The user is unable to connect to L2TP over IPsec despite the configuration being correct. Configuration guide: L2TP over IPsec 

The user encounters the following error while connecting to the tunnel:

Run IKE and L2TP debug commands while attempting to connect:

diagnose debug reset

diagnose debug application ike -1

diagnose debug application l2tp -1

diagnose debug console time enable
diagnose debug enable

To stop the debug:

diagnose debug disable

After the IPsec tunnel is established, the L2TP negotiation takes place,e and it shows the following error.

2025-07-02 11:12:16 handle_one_network_packet()-154: Received L2TP packet from xx.xx.xx.xx:4500, len=105, tun=0, call=0
2025-07-02 11:12:16 L2TPD 95: 288:Unable to create tunnel for host xx.xx.xx.xx, port 4500L2TPD encountered an internal error. This may be a sign that the firewall is low on resources.

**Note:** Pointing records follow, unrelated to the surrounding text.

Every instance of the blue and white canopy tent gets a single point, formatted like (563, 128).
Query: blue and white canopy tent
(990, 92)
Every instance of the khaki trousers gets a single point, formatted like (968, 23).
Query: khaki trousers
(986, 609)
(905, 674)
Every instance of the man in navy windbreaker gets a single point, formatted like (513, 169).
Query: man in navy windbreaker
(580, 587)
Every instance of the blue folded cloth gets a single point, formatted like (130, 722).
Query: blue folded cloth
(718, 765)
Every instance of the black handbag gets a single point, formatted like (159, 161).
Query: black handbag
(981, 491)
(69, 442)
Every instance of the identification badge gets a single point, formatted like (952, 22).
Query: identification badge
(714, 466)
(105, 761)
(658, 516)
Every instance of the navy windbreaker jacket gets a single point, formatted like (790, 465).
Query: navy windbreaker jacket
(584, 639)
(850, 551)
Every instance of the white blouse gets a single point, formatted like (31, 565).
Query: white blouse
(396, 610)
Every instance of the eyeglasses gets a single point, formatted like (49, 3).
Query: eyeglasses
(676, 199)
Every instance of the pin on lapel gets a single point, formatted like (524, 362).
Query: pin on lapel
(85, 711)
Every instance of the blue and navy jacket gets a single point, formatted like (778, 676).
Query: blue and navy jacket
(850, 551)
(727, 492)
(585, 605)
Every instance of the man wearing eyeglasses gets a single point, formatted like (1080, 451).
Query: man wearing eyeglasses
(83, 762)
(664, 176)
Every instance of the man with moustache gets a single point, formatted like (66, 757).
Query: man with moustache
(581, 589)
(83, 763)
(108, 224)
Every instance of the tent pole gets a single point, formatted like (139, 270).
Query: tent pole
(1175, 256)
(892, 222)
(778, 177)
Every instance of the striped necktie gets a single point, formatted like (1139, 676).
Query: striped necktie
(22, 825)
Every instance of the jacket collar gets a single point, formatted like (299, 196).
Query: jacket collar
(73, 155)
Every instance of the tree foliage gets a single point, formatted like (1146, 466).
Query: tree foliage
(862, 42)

The FortiGate is using optimal resources, and the cause is not due to high CPU or memory utilization. 

Restarting the L2TP process can resolve the issue temporarily: 'fnsysctl killall l2tpd'.

However, after some time, the problem can reappear.

The proper workarounds are either:

• Enable enforce-ipsec, Command supported onwards v7.0.13:

config vpn l2tp
    set status enable
    set eip 10.xx.xx.xx
    set sip 10.xx.xx.xx

    set enforce-ipsec enable
    set usrgrp "L2TP_Group"
end

• Enable the hello timer and shorten the timeout:

config vpn l2tp
    set status enable
    set eip 10.xx.xx.xx
    set sip 10.xx.xx.xx
    set lcp-echo-interval 3600
    set lcp-max-echo-fails 24
    set hello-interval 0
    set usrgrp "L2TP_Group"
end

Note: This issue has been identified as Bug 1169860 and has been resolved in versions 7.4.9, 7.6.4, 8.0.0, and later.